SANDY — A couple of years ago, when polygamist leader Rulon Jeffs and family vacated their 5-acre compound at the mouth of Little Cottonwood Canyon for the Utah-Arizona border, they didn't take everything. Left behind were five buildings, including the midwife's cottage, about 20 bathrooms, a wine cellar, a trout pond, three massive kitchens, a grocery store-size parking lot and 40 bedrooms, give or take.
A perfect starter house . . . if you've got 30 wives.
Or if you're a service organization called Common Thread.
Common Thread is a nonprofit cause made up of, by and for people who live in the world of organ-donor transplants. Anyone who needs a heart, a kidney, a lung or other living organ to get a new start on life, and all family and friends associated with that need, fall under the watchful eye of Common Thread.
Their main goal is to provide people who are on donor waiting lists a place to stay. Preferably, a place big enough that family and friends can also stay. Also preferably, a place in a nice setting that's conducive to physical comfort amid all the physical discomfort.
The first time Jason Ivers, Kally Heslop and Dycie Allred, Common Thread's directors and fellow heart-transplant survivors, laid their eyes on the former polygamous compound they just knew: This would do.
If you're on a waiting list for a living organ, the usual problem is a combination of time, distance and financing.
Since organs for transplants become available, for the most part, only upon the death of people who have authorized the post-death donation of their organs, and since the only hospital in the Intermountain area equipped to do transplants is the University Medical Center in Salt Lake City, and since transplants need to be done immediately, if not sooner, people needing transplants must gather in the University hospital's shadow, where they wait and hope.
That necessitates living in the Salt Lake Valley — and somehow paying for it despite the horrendous medical bills that typically accompany the kinds of illnesses that precipitate the need for a transplant in the first place.
Some transplant hopefuls literally live in the hospital parking lot.
Transplant House is starting to change that.
For $15 a night, a transplant candidate and supporting cast can stay as long as it takes.
And if they can't afford the $15 a night? Not a problem. It's on the house.

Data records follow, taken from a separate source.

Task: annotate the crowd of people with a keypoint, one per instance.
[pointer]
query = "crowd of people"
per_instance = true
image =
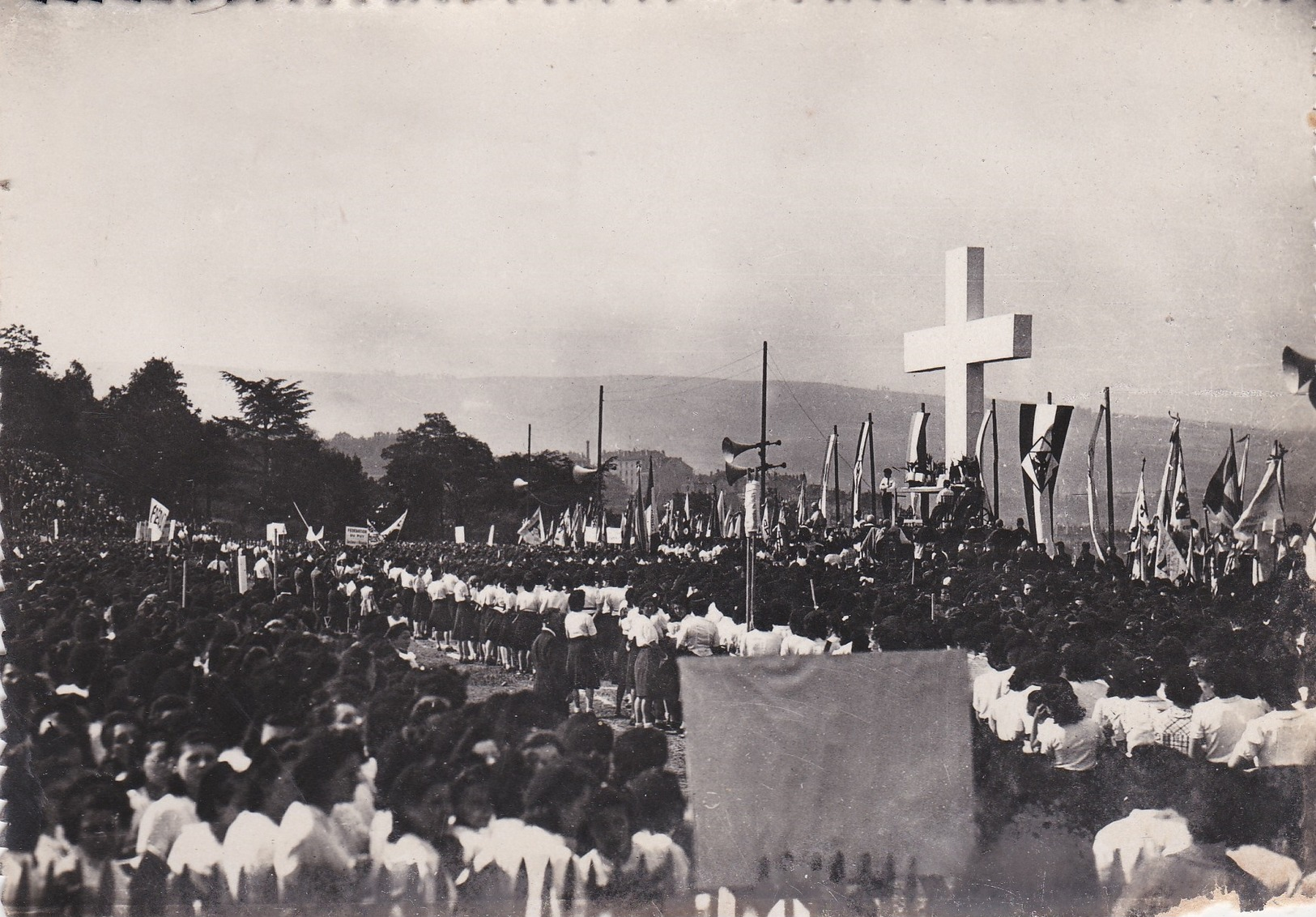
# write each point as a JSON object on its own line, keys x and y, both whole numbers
{"x": 311, "y": 744}
{"x": 46, "y": 497}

Like everything else, this cause isn't easy. There's rent to pay, remodeling to do, and, down the road, there's a dream that Common Thread can purchase the entire property at the mouth of the canyon.
So far, only about a half-dozen rooms are furnished and usable. Expenses are everywhere. It's going to cost at least $6,000 just to properly hook up the sewer (it seems the former owner, the one with all the kids, tapped in illegally to the county sewer system). There's a critical need for beds, couches, chairs and shower curtains. At least half of the rooms could use a paint job.
But help is coming from all directions. Churches and service clubs and school groups are plunging in. Mickey Rooney, the famous actor, is coming in December to do a benefit. Jim Lampley, the famous sportscaster, has plans for a fund-raiser at his Lakota restaurant. In two weeks, the nearby famous LaCaille restaurant will be the site for a Transplant House fund-raising dinner (call Dycie at 942-5720).
All with an eye toward the day when the place will be full of people, all engaged in a good and common cause, and Transplant House will make the successful transition to Transplant Home.